This poem is part of CavanKerry’s series for National Poetry Month.  Every day in April, we post a poem from our community of writers.


Climate
by Baron Wormser

Elyse, aged nine, worries about the ice
And polar bears with no place to go.
She lies in bed, alert to her fraught life;
Downstairs her mother weeps.

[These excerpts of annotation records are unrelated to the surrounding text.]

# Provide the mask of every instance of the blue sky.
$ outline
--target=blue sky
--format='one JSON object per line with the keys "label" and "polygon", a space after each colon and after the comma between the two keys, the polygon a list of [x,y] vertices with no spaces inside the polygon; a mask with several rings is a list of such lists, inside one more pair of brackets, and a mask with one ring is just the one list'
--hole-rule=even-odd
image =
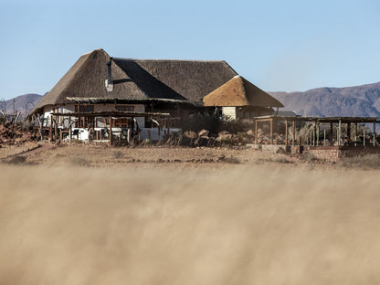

The words wife,
Unfair, too long, elongate and explode.

Elyse, aged nine, worries about the ice.
Her father tries to soothe this endless strife.
He talks like that, full of what he calls woe.

She lies in bed, alert to her fraught life
Where no beautiful animals entice
Little girls to live in homes of snow.
Elyse, aged nine, worries about the ice.

Igloos melt, mothers mutter, knife
The empty kitchen air, pace to and fro.
She lies in bed, alert to her fraught life.

What’s been done is done not so much in spite
As fear—love marooned on a floe.
Elyse, aged nine, worries about the ice.
She lies in bed, alert to her fraught life.


Baron Wormser is the author/co-author of fourteen books and a poetry chapbook.  Wormser has received fellowships from the National Endowment for the Arts, Bread Loaf, and the John Simon Guggenheim Memorial Foundation. From 2000 to 2006 he served as poet laureate of the state of Maine. The founding director of the Frost Place Conference on Poetry and Teaching, he teaches in the Fairfield University MFA Program and at his home in Montpelier, Vermont.